Philippe Jetté, chief executive of the Montreal-based cable company, said in an interview Friday that Cogeco decided not to register for an auction of spectrum – the radio waves that carry telecommunications signals – this March because the geographic areas the licences cover are too large. Cogeco wants to offer wireless service only in the parts of Ontario and Quebec where it sells cable and internet service, giving its customers the option to bundle in the mobile service.
“For example, we serve Burlington and Oakville, [Ont.] but it’s impossible to buy spectrum there without buying the whole of Toronto. You have to buy for all of the GTA and no business case would make sense to buy so much spectrum for Toronto and not use it," he said.
Mr. Jetté said he believes the federal government understands that complaint and he hopes to see smaller geographic areas included in future spectrum auctions. Cogeco has also been lobbying Ottawa to create new rules that would force large national carriers to lease airtime to smaller regional players.
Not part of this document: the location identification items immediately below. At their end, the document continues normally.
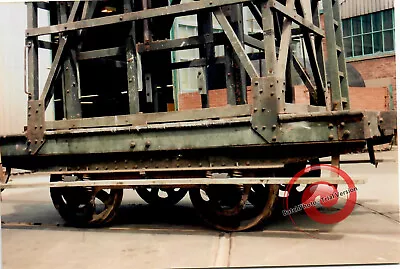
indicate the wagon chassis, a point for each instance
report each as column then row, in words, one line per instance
column 253, row 136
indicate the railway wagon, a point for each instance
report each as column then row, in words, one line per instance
column 118, row 126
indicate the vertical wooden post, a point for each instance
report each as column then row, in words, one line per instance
column 32, row 45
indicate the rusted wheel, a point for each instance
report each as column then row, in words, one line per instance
column 161, row 196
column 296, row 192
column 85, row 206
column 226, row 207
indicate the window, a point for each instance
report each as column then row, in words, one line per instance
column 369, row 34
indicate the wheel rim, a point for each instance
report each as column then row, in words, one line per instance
column 161, row 196
column 85, row 206
column 237, row 214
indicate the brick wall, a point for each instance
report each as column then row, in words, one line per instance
column 373, row 68
column 377, row 68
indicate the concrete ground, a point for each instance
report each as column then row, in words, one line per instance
column 33, row 234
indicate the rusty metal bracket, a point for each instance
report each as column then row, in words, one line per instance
column 36, row 126
column 265, row 108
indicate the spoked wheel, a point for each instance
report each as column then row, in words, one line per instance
column 161, row 196
column 85, row 206
column 297, row 190
column 226, row 207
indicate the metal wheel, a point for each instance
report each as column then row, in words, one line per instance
column 85, row 206
column 226, row 207
column 161, row 196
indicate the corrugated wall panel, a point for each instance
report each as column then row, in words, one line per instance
column 352, row 8
column 12, row 40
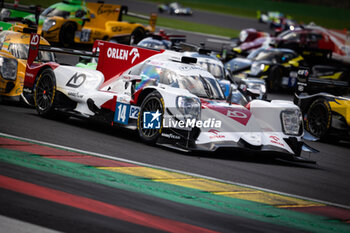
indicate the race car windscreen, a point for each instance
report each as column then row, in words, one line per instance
column 204, row 87
column 216, row 70
column 50, row 12
column 274, row 56
column 20, row 51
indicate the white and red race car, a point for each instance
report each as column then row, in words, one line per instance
column 165, row 97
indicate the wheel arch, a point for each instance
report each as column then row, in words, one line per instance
column 143, row 95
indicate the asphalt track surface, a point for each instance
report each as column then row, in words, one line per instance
column 327, row 181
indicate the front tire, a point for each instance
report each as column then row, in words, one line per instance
column 319, row 118
column 274, row 79
column 136, row 36
column 45, row 93
column 152, row 103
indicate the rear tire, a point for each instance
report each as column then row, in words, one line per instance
column 45, row 93
column 319, row 118
column 151, row 103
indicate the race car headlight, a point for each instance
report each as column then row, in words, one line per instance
column 48, row 24
column 188, row 106
column 292, row 122
column 257, row 68
column 257, row 86
column 8, row 68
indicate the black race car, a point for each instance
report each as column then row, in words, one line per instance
column 277, row 66
column 174, row 8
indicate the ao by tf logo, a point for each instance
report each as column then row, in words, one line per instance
column 35, row 39
column 123, row 54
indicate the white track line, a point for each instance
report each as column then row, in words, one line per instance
column 174, row 170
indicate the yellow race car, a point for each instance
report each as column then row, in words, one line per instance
column 325, row 104
column 75, row 21
column 14, row 47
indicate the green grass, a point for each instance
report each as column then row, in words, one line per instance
column 330, row 17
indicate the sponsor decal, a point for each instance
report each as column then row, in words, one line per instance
column 215, row 134
column 30, row 75
column 169, row 122
column 303, row 72
column 171, row 136
column 122, row 113
column 75, row 94
column 134, row 112
column 236, row 114
column 241, row 115
column 123, row 54
column 186, row 68
column 35, row 39
column 275, row 140
column 106, row 9
column 152, row 120
column 27, row 90
column 76, row 80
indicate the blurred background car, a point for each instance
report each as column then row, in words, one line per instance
column 174, row 8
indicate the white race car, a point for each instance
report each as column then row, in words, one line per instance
column 166, row 98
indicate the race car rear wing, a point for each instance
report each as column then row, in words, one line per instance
column 310, row 82
column 113, row 58
column 32, row 9
column 35, row 47
column 110, row 12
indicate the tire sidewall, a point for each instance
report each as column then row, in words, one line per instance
column 153, row 139
column 48, row 111
column 136, row 36
column 274, row 79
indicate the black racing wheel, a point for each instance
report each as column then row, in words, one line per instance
column 45, row 92
column 152, row 103
column 274, row 79
column 319, row 118
column 137, row 35
column 67, row 34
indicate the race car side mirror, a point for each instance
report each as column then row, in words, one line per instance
column 131, row 78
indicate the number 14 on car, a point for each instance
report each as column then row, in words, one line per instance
column 125, row 111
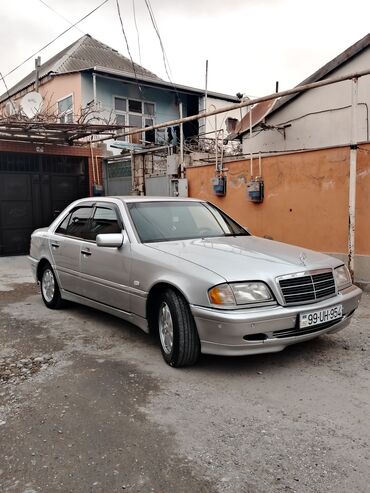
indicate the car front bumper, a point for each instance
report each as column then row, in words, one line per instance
column 267, row 329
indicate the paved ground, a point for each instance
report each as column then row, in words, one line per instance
column 88, row 405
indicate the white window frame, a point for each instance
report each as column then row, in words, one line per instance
column 67, row 112
column 127, row 113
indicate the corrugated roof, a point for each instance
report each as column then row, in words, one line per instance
column 320, row 74
column 83, row 54
column 328, row 68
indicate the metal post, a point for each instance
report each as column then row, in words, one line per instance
column 205, row 99
column 352, row 179
column 222, row 150
column 181, row 143
column 216, row 143
column 94, row 89
column 37, row 72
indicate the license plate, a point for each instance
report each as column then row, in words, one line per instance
column 320, row 316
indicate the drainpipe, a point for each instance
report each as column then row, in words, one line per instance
column 181, row 143
column 352, row 179
column 94, row 89
column 37, row 73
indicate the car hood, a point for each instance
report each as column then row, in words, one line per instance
column 239, row 258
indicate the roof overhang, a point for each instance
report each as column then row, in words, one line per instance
column 41, row 133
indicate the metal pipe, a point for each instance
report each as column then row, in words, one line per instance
column 250, row 123
column 216, row 144
column 37, row 73
column 242, row 104
column 92, row 163
column 259, row 164
column 206, row 88
column 222, row 150
column 352, row 179
column 94, row 89
column 181, row 143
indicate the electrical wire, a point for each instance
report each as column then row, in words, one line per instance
column 53, row 40
column 137, row 30
column 164, row 56
column 7, row 91
column 61, row 16
column 127, row 45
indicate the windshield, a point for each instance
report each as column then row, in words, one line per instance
column 168, row 221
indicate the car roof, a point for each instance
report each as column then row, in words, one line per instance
column 137, row 198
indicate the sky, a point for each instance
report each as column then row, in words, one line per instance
column 249, row 44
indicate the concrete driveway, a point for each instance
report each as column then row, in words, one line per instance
column 88, row 405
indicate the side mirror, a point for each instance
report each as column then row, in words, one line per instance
column 113, row 240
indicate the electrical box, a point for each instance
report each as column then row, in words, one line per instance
column 165, row 186
column 98, row 190
column 255, row 190
column 173, row 163
column 179, row 187
column 219, row 185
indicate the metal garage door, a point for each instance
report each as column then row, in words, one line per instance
column 32, row 188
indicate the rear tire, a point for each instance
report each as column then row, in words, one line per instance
column 49, row 288
column 177, row 332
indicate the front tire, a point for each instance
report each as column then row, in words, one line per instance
column 49, row 288
column 177, row 332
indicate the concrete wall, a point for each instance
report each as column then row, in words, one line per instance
column 320, row 117
column 306, row 200
column 219, row 121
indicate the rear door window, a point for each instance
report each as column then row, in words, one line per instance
column 105, row 220
column 75, row 224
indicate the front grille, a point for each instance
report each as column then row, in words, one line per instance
column 307, row 288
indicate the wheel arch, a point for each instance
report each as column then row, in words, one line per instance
column 40, row 267
column 152, row 299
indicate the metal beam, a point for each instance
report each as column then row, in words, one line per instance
column 242, row 104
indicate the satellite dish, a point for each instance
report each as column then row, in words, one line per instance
column 31, row 104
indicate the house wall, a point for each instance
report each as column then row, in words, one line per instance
column 219, row 121
column 166, row 107
column 306, row 200
column 62, row 151
column 319, row 117
column 56, row 88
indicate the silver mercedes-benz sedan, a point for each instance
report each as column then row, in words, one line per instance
column 183, row 269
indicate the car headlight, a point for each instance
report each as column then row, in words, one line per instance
column 342, row 277
column 239, row 293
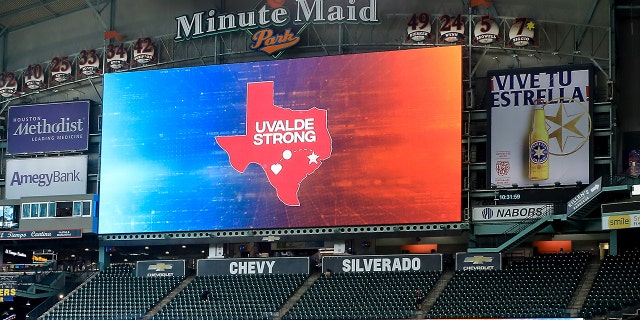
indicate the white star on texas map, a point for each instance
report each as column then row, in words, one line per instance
column 313, row 157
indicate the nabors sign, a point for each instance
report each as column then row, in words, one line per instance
column 275, row 25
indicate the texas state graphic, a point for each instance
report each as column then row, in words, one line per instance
column 288, row 144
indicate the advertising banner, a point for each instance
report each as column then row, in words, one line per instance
column 511, row 212
column 621, row 221
column 621, row 215
column 40, row 234
column 478, row 261
column 161, row 268
column 386, row 263
column 48, row 176
column 362, row 139
column 50, row 127
column 584, row 196
column 288, row 265
column 540, row 126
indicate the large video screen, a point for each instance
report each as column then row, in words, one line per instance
column 540, row 126
column 351, row 140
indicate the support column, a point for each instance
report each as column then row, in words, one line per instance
column 104, row 259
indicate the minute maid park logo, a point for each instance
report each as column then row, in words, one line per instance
column 275, row 25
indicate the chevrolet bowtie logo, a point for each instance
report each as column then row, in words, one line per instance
column 160, row 267
column 478, row 259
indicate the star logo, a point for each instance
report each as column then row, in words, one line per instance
column 569, row 125
column 313, row 157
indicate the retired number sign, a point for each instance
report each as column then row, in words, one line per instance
column 89, row 62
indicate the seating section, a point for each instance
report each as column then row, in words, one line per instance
column 617, row 285
column 379, row 295
column 537, row 287
column 232, row 297
column 115, row 293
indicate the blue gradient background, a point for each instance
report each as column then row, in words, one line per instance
column 161, row 169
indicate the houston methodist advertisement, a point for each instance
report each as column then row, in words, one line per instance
column 49, row 127
column 540, row 126
column 348, row 140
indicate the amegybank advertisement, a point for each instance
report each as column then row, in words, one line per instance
column 47, row 176
column 358, row 139
column 50, row 127
column 540, row 126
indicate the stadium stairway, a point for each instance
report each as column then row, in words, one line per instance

The Canadian Radio-television and Telecommunications Commission will hold a public hearing this year on the wholesale wireless market and could potentially mandate such a model.
“Right now, the regulatory context doesn’t enable a regional player like Cogeco to play and benefit Canadian customers,” Mr. Jetté said.
The Cogeco CEO also addressed a rocky period for the company’s Canadian cable business as it introduced a new customer management system in April, replacing 22 legacy systems. The integration caused serious delays in service installation calls and led to overwhelmed call centres, prompting the company to halt marketing efforts to win new clients.
Mr. Jetté acknowledged that the “transition and stabilization period was first longer than anticipated but second, a lot more visible than we anticipated to our customers.” He said the problems have now finally been fixed.
“All our contact centres, sales and marketing has been re-engaged. We’re back to normal in terms of operating metrics,” he said. “We had to go through the storm. The storm passed and we’re on the other side.”
Cogeco said it cut 125 jobs (about 5 per cent of its total Canadian work force) as a result of the new system, which relies far less on manual processes, Mr. Jetté said, noting that it will save the company about $9-million a year.
Mr. Jetté took over the top job at Cogeco in September as Louis Audet, son of company founder and long-time CEO Henri Audet, transitioned to the role of executive chairman.
Cogeco reported its first-quarter earnings on Thursday and held a conference call for analysts as well as its annual general meeting on Friday morning. The company said revenues were down 1.4 per cent at its Canadian cable business as it shed about 35,000 total internet, cable and telephone subscribers amid problems with its customer management system.
Its U.S. cable business fared better, with a significant bump in both revenue and EBITDA due to acquisitions over the past year. Excluding those takeovers, analysts noted that underlying revenue and EBITDA still grew by about 6 and 11 per cent, respectively (EBITDA means earnings before interest, taxes, depreciation and amortization).
Cogeco’s data centre and enterprise service division continues to struggle, however, with revenues and EBITDA down 3 and 16 per cent, respectively. The business faces tough competition from U.S. giants Amazon and Google, and Mr. Jetté said while Cogeco still hopes to stabilize the division, he’s not ruling out the possibility of a sale.
The company said total revenue increased by 16 per cent to $643-million in the quarter (largely because of gains at its U.S. business), but profit declined by 1.6 per cent to $75-million. It earned $1.42 per share compared to $1.55 per share this time last year. Cogeco also declared a quarterly dividend of 52.5 cents, up from 47.5 cents per share this time last year.
Analysts characterized the results as “mixed” and the company’s stock was up more than 7 per cent on Friday.